As a further example of the prior art, an example in which use is made of an optical element comprising a dielectric metal oxide film on a light-transmitting type substrate and a pair of electrodes on the metal oxide film and the variation in refractive index by a variation in temperature of the dielectric metal oxide film is utilized to deflect transmitted light is described in Japanese Laid-open Pat. Application No. 23019/1983. However, again in this example, use is made of a solid material whose degree of temperature dependence of the refractive index is small and therefore, to obtain a desired deflection characteristic, a high voltage is required as the voltage applied between electrodes.
Japanese Laid-open Patent Application No. 97026/1983 may be mentioned as still a further example of the prior art. In the embodiment shown in this patent application, the interface between a non-heated area and a heated area is inclined relative to the optical path and a light ray is refracted and deflected in said interface by a variation in refractive index in the heated area. However, again in this embodiment, dielectric crystal is used as the medium of the heated area and, therefore, the amount of variation in refractive index resulting from the temperature change of the heated area is small, and this leads to the disadvantage that the angle of deflection is limited. Further, in the embodiment shown in said patent application, due to its construction in which a heat-generating resistance member is formed on the surface of the dielectric substrate which is parallel to the incident light, the area of the dielectric substrate in which a variation in refractive index occurs is limited to the vicinity of the heat-generating resistance member and as a result, the incidence position of the incident light ray is limited.

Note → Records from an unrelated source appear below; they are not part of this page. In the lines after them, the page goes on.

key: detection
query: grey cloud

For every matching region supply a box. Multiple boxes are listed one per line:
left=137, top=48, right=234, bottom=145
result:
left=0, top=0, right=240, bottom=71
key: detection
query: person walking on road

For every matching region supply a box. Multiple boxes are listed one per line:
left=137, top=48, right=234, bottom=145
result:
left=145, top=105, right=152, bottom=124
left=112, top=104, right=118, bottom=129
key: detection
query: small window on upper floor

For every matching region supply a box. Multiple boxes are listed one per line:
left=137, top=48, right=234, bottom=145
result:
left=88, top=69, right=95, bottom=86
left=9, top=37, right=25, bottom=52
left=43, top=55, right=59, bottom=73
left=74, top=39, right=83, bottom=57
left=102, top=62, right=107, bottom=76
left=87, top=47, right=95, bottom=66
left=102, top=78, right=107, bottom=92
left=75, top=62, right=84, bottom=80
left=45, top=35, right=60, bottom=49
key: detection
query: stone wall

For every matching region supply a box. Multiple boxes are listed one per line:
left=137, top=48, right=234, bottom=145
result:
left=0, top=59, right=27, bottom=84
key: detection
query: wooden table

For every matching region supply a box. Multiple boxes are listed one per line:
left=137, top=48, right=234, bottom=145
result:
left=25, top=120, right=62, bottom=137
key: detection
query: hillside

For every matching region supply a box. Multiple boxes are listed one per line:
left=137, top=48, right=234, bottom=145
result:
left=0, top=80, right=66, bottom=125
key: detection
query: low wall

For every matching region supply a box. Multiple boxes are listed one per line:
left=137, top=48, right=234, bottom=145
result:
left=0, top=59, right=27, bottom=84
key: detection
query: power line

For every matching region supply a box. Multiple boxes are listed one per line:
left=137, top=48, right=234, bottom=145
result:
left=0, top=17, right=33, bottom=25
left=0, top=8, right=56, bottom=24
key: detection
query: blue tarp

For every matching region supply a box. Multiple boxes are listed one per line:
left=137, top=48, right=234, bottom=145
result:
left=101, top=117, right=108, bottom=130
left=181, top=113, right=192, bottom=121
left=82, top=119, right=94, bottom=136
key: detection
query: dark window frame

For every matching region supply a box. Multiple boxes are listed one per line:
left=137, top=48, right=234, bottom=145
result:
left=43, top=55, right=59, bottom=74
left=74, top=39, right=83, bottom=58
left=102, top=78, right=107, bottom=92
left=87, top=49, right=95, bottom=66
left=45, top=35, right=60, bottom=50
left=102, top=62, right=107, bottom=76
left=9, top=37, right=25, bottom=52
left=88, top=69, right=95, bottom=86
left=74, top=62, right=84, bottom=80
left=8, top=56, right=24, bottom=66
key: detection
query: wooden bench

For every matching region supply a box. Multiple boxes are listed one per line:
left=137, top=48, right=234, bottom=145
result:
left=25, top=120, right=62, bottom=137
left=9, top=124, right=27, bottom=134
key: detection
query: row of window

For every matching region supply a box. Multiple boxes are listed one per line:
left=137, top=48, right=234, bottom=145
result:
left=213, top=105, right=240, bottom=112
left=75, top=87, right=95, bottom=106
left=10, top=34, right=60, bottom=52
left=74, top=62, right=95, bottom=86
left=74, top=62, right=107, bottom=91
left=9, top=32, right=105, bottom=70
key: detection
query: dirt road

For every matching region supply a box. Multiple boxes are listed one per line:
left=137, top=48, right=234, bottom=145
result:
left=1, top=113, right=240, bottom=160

Also, as a prior art example of the total reflection element using liquid crystal, there is a report entitled "Integrated Hologram Memory Device Using Liquid-Crystal Optical Switch Matrix", M. Sawada et al., a paper presented at the Technical Group on Optics and Quantum Electronics, IECE Japan, Jan. 1982, available as OQE81-116. In this report, with attention being paid to the extraordinary refracting property of liquid crystal, an electric field is applied to liquid crystal to thereby vary the orientation of the liquid crystal and vary the refractive index thereof. However, this prior art example suffers from the disadvantages that the driving voltage is limited to an AC voltage, a very high voltage is required where a planar-type electrode is used, and where sandwich type electrodes are employed, two electrodes are opposed to each other on the opposite sides of the liquid crystal, which leads to a limitation in construction of the device.